Daniel took out a small airtight container full of coffee beans and began grinding the beans on a coffee grinder behind the counter. Daniel then poured the ground coffee into a french press. Judit could not help staring at the barista’s process. She had questions for the man but remained silent. Daniel noticed that Judit had been staring and spoke to her.


"Do you have any questions or concerns?"


Judit was trying to smile and spoke back in a low, gentle tone.


"Oh, I am sorry it's nothing. I am more used to just pressing a button and bam! Coffee. I was just admiring your process. It's fascinating. I am happy to see the old arts being alive and well in this part of the globe."

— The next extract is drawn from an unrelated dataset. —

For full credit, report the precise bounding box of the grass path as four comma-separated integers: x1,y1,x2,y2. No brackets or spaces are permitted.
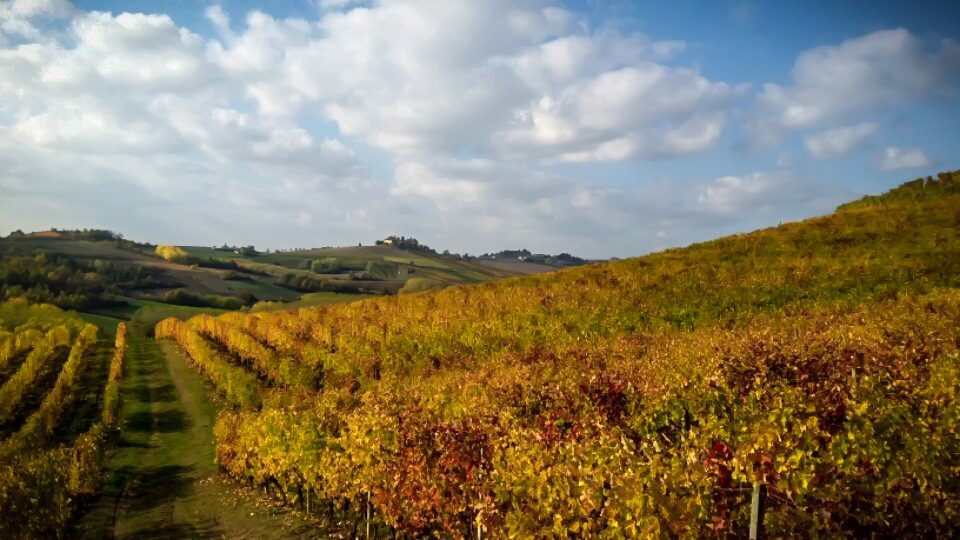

Daniel's face twisted into a tired smile as he poured boiling water into a french press.


"Flattery will get you nowhere. This is not a tourist location, so my guess is you are here for business."


"Ok, I am going to be honest. I was hired to find this young man."


Judit took out her phone and opened a picture of John Dewitt.


"His last credit card transaction was made here a year ago. I know it might be a long shot, but might you perhaps be able to tell me anything you know?"


Daniel poured Judit's coffee into a small white cup. He placed a small plate with two croissants and the coffee cup on a tray. Daniel spoke as he used a tiny brush to coat the top of the croissants with a thin layer of butter.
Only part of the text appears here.